Un coup de dés

En libérant les marins britanniques, le président iranien Mahmoud Ahmadinejad a parlé de cadeau, évoqué la grâce, divine évidemment. On s'en doute, la réalité des faits fut tout autre. En effet, le retour des soldats de sa majesté a été commandé par le guide suprême Ali Khamenei, qui prête davantage son oreille aux pragmatiques qu'aux conservateurs radicaux menés par le président. Retour sur les convulsions qui rythment la politique en Iran.

Avant toute chose, il faut souligner que l'arrestation des Britanniques ne fut pas un acte improvisé mais bien synchronisé. Que ces derniers aient franchi peu ou prou la frontière maritime s'est avéré le prétexte par excellence pour que les Gardiens de la révolution puissent répondre à une série d'épisodes exécutés par les Occidentaux, les États-Unis au premier chef, en une semaine et une semaine seulement.

La chaîne des événements a débuté dans l'enceinte des Nations unies lorsque le Conseil de sécurité adopta une résolution raidissant, si l'on ose dire, les sanctions contre l'Iran pour non-observation de ses obligations en tant que signataire du Traité de non-prolifération. Trois jours plus tard, une armada américaine comprenant deux porte-avions amorçait un vaste exercice militaire dans le golfe Persique, soit à trois enjambées du littoral iranien. Ensuite? Le gouvernement américain annonçait des mesures à l'encontre des banques iraniennes. Le tout, on insiste, a été accompli à l'intérieur d'une semaine.

Cette succession d'actes a eu pour conséquence, du côté iranien, la formulation d'une énigme: est-ce que le duo anglo-américain poursuit une politique de tensions de laquelle a été rayé tout recours à la diplomatie? Toujours enclin à fondre la politique dans le jusqu'au-boutisme, le fanatisme, le clan des conservateurs radicaux mené par le président et ses alliés des Gardiens de la révolution a décidé d'en avoir le coeur net à la première occasion. On connaît la suite. Ce sont eux qui ont commencé le feuilleton britannique conclu par les conservateurs pragmatiques, dont la figure la plus connue est Ali Larijani, patron du Conseil suprême de la sécurité nationale placé sous l'autorité du guide Khamenei.

Cette dernière crise a ceci de particulier et d'instructif qu'elle annonce ou met en lumière un tournant: la lutte entre ces clans qui dominent la scène politique iranienne n'est désormais plus sourde. Il est même probable que le combat qui s'amorce ne pourra se solder que par l'élimination d'un des camps en présence. Effectuons un petit retour en arrière.

Ahmadinejad, Larijani et leurs alliés respectifs ont deux points en commun: ils appartiennent à la même génération, celle d'après Khomeyni, et sont nés à la politique lors de la guerre contre l'Irak dans les années 1980. Fidèles aux préceptes du père de la révolution islamique, Ahmadinejad et les siens estiment que l'identité religieuse doit avoir préséance sur l'identité nationale. De fait, s'ils estiment qu'une pause à l'exportation de cette révolution fut nécessaire, elle n'est que temporaire. En clair, il faudra tôt ou tard épauler les frères chiites présents en Afghanistan, dans le nord de l'Arabie saoudite et ailleurs.

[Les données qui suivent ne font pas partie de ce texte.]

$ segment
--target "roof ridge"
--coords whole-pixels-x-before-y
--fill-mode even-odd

Larijani et les siens divergent sur bien des points. Tout d'abord, il faut préciser qu'ils ont pris en considération la fin de la guerre froide. Ils ont surtout intégré le fait suivant: la chute du mur de Berlin a eu pour conséquence de placer l'Iran dans une situation géographique si unique que le pays dispose de tous les atouts pour devenir la puissance régionale par excellence, la nation indispensable de cette région du monde. À condition...

À condition que les excès idéologiques et l'attitude hostile adoptés par les radicaux soient totalement gommés. CQFD: il faut absolument revoir de fond en comble les relations avec les États-Unis. Pour les pragmatiques, la prédominance régionale de l'Iran est conditionnelle à un rapport plus rationnel, moins émotif, avec le Grand Satan et ses proches, comme les Britanniques.

Leur objectif, voire leur ambition première, est de poser une série de gestes pouvant résulter en une réduction des troupes anglo-américaines disséminées au Moyen-Orient. Car leur hypothèse, d'ailleurs très logique, est que la taille actuelle du contingent militaire occidental freine l'émergence de l'Iran en tant que puissance régionale.

Le coup de force conduit par les radicaux contre les marins britanniques a confirmé à quel point les liens avec les pragmatiques étaient tendus. Peut-être qu'il annonce même une nuit des longs couteaux dont il serait présomptueux de prédire l'issue.